Why This Is Asked
Experiment design is the core competency of a product data analyst. This question tests statistical rigor, business judgment, and whether you know what can go wrong in practice.
Key Concepts to Cover
- Randomization unit — user-level vs session-level vs device-level
- Primary metric — checkout conversion rate (completed purchases / checkout initiations)
- Sample size calculation — minimum detectable effect, statistical power, significance level
- Novelty effect — users behave differently when they see something new, regardless of quality
- Interference effects — shared inventory, referral loops that violate independence assumption
How to Approach This
1. Define the Randomization Unit
Randomize at the user level, not the session level. A user seeing both variants in different sessions contaminates the experiment. For logged-out users, randomize by a persistent cookie.
2. Define the Primary Metric
Checkout conversion rate = completed purchases / checkout initiations.
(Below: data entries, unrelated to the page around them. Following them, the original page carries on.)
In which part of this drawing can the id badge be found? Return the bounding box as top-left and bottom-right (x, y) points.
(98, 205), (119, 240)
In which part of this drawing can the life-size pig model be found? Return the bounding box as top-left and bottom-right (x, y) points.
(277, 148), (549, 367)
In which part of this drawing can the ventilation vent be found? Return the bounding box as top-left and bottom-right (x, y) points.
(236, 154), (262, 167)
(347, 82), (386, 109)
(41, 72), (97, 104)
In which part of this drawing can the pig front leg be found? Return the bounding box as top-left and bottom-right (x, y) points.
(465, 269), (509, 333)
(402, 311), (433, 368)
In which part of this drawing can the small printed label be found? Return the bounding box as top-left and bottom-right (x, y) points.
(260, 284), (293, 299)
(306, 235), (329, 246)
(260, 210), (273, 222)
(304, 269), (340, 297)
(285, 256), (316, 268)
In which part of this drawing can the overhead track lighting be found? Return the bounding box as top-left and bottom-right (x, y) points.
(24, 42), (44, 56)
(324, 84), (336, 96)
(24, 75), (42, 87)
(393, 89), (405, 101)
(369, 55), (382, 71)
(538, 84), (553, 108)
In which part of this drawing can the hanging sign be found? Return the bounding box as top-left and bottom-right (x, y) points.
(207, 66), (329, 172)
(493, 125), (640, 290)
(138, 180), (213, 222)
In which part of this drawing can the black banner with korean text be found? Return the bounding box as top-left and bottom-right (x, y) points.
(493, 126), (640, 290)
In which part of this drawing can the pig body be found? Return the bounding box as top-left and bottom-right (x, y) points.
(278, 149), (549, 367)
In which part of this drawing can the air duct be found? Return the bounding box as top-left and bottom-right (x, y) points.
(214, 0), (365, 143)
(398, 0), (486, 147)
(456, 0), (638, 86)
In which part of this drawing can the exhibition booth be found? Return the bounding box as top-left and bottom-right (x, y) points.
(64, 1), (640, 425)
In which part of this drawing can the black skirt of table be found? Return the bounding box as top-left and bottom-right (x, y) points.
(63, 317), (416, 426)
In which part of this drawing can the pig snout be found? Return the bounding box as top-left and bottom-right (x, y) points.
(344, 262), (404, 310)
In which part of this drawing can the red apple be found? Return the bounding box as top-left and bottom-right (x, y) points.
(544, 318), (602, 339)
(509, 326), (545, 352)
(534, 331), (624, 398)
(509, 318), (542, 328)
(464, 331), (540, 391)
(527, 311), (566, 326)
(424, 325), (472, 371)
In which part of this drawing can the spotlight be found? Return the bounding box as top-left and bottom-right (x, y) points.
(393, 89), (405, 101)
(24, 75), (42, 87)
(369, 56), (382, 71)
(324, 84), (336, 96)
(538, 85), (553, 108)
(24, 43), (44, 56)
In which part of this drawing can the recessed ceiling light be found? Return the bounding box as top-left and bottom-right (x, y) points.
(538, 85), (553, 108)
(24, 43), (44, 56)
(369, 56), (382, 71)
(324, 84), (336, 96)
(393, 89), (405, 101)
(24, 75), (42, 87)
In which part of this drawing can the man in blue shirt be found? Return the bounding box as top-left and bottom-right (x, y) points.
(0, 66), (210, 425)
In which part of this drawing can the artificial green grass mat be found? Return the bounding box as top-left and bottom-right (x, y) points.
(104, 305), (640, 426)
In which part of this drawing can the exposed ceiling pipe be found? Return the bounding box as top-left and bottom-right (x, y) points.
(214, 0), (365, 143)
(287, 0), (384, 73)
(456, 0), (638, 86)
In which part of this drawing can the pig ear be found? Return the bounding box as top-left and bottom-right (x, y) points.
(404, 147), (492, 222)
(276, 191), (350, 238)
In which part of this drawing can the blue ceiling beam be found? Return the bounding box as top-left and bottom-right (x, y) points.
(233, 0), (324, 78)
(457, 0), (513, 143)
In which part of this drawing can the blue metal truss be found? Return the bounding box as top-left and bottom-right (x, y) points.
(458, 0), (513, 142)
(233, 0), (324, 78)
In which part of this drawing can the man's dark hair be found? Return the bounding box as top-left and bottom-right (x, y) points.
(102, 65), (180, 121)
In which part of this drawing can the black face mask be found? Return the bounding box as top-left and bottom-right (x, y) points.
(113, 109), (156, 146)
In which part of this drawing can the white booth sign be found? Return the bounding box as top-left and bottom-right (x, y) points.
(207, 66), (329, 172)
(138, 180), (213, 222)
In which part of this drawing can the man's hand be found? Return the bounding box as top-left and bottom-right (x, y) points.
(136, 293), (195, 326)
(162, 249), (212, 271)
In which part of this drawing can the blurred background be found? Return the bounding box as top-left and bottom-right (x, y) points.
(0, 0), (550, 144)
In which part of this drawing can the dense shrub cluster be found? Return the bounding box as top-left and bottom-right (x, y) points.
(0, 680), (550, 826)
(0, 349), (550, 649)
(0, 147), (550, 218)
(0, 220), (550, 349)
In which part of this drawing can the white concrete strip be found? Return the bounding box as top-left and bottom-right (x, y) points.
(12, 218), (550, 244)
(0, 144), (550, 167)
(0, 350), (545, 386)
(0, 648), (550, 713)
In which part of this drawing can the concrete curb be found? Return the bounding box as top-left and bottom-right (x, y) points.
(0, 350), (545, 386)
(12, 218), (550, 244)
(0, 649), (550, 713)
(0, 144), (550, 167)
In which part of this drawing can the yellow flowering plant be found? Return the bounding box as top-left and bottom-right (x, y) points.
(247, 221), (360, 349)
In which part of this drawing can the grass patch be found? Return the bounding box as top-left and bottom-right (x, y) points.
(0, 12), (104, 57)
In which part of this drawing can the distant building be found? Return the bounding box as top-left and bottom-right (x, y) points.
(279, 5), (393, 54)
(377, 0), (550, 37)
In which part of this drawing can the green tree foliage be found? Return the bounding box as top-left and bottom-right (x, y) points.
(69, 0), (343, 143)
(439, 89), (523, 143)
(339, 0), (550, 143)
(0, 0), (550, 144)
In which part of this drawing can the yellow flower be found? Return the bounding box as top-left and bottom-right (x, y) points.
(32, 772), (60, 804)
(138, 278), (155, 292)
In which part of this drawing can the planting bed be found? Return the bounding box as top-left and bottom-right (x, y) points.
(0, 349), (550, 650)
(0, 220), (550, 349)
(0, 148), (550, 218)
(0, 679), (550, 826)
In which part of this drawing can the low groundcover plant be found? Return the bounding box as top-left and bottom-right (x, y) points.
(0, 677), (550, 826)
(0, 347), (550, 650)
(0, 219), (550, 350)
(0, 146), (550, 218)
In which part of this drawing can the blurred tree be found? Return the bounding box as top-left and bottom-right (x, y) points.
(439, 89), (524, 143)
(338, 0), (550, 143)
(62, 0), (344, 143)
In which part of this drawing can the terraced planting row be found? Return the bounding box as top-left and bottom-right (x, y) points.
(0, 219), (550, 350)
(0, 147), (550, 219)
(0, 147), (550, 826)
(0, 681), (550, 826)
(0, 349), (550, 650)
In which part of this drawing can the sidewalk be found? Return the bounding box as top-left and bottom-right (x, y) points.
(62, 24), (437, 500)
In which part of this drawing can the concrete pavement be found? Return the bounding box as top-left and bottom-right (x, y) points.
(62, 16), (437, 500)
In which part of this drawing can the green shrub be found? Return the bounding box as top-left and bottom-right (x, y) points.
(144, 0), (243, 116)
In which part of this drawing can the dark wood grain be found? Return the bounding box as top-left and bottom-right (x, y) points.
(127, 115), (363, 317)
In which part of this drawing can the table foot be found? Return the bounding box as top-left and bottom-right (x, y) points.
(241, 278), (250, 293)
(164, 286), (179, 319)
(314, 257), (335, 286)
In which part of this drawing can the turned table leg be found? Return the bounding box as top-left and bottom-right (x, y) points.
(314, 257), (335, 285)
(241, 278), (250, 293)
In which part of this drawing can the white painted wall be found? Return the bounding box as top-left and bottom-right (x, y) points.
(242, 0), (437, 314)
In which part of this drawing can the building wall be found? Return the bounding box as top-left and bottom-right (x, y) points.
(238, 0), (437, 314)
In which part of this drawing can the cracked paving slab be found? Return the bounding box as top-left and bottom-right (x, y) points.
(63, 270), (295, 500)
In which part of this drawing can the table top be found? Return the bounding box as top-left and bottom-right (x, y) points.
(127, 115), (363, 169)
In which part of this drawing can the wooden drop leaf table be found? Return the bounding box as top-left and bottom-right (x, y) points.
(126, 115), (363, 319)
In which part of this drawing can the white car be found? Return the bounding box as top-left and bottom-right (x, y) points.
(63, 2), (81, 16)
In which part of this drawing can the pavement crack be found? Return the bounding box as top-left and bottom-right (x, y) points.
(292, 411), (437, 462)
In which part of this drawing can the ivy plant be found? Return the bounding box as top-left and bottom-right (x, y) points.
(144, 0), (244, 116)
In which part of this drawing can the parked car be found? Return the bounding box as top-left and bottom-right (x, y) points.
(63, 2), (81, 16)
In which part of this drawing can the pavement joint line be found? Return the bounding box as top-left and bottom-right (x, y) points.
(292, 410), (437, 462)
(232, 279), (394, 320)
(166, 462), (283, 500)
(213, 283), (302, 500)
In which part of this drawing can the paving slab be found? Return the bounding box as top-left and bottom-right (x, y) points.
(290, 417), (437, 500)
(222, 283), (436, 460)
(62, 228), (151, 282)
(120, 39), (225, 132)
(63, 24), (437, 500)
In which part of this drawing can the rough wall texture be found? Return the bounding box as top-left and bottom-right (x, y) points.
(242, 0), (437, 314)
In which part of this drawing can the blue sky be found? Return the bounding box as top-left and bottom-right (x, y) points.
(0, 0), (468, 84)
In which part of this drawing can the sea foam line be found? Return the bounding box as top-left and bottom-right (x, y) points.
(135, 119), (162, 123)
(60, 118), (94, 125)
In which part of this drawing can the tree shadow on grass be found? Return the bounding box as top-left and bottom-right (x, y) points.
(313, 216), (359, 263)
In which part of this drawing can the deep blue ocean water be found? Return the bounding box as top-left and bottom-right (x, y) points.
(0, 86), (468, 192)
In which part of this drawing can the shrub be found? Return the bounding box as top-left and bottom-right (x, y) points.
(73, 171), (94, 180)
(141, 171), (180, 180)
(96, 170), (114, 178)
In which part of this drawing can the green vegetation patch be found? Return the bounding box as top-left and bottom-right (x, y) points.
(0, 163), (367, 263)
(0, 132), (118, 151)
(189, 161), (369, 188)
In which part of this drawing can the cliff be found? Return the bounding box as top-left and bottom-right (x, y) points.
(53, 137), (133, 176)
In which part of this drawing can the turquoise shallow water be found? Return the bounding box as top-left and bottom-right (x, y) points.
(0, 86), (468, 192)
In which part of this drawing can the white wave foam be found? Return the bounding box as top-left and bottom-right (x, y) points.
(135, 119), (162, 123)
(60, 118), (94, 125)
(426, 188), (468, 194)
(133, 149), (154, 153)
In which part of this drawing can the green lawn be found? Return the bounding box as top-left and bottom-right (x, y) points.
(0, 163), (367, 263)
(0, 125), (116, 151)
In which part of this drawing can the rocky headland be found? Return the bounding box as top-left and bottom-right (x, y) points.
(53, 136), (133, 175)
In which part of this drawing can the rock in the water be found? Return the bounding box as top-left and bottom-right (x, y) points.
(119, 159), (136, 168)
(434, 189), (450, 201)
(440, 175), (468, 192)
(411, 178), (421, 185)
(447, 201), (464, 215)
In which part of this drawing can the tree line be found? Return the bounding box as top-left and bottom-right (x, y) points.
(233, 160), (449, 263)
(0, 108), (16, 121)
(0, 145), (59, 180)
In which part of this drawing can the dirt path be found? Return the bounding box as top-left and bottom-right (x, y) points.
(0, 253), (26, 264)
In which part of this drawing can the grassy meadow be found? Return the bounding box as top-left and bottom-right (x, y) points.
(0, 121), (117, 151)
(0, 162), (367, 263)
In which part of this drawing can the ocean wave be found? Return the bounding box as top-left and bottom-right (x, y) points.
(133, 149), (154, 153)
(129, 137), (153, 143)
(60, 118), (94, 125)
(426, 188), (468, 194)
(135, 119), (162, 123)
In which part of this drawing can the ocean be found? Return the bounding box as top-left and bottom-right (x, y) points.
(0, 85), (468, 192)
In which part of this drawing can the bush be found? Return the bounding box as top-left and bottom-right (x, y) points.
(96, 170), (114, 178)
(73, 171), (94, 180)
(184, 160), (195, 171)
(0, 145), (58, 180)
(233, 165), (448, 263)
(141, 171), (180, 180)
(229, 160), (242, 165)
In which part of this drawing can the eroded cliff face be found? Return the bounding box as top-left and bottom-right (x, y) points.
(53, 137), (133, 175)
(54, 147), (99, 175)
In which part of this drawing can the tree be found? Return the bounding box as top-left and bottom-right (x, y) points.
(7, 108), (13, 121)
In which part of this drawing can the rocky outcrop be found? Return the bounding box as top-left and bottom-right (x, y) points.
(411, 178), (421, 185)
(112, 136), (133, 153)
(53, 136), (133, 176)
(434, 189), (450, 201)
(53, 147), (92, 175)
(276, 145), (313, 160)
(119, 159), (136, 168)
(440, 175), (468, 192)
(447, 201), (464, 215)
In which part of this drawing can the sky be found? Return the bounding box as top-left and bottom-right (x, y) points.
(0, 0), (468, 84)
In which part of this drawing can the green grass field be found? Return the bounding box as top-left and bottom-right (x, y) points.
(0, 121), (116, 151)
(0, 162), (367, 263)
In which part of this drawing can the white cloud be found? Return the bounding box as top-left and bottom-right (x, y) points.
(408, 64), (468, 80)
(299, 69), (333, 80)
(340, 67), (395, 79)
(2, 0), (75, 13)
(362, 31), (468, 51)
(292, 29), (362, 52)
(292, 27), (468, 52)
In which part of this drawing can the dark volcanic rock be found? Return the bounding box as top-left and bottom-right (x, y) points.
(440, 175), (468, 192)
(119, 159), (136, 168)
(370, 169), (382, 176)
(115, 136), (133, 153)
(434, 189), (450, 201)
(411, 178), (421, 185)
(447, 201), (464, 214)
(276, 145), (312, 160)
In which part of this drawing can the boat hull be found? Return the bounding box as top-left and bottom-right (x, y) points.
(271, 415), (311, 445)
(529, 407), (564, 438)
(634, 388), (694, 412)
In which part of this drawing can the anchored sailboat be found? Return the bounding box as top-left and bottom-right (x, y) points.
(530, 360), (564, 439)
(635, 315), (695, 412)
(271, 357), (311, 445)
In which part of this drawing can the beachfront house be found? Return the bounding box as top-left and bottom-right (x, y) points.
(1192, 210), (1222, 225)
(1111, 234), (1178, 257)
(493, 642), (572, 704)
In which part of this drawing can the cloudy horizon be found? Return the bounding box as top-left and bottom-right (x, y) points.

This is the direct measure of the change's effect.
Add guardrails:
- Average order value (the new flow should not reduce basket size)
- Support contact rate (a confusing flow may increase help requests)
- Load time p95 (new UI must not regress performance)
3. Calculate Sample Size
For a 5% relative lift on a 3% baseline conversion rate, 80% power, α=0.05:
- Minimum detectable effect (absolute): 3% × 5% = 0.15 percentage points
- Required sample per variant: ~180,000 users (use a sample size calculator)
- At 10,000 checkouts/day, that's ~36 days per variant = ~72 days total
- If this is too long, consider raising α to 0.1 or targeting a larger effect
4. Decide on Duration
Run for at least 2 full weeks to capture weekly seasonality. Don't stop early just because results look significant — peeking inflates false positive rate.
Common Follow-ups
-
"How do you handle users who abandon checkout in the middle and come back later?" Count them in the denominator at checkout initiation. Their return is already captured in your randomization since they're in the same variant.
-
"The experiment ran for 2 weeks and p-value is 0.04. Should you ship?" Check: Did you pre-register the hypothesis? Did you look multiple times during the run? Is the effect size practically meaningful? 0.04 is borderline — look for consistent results across segments before shipping.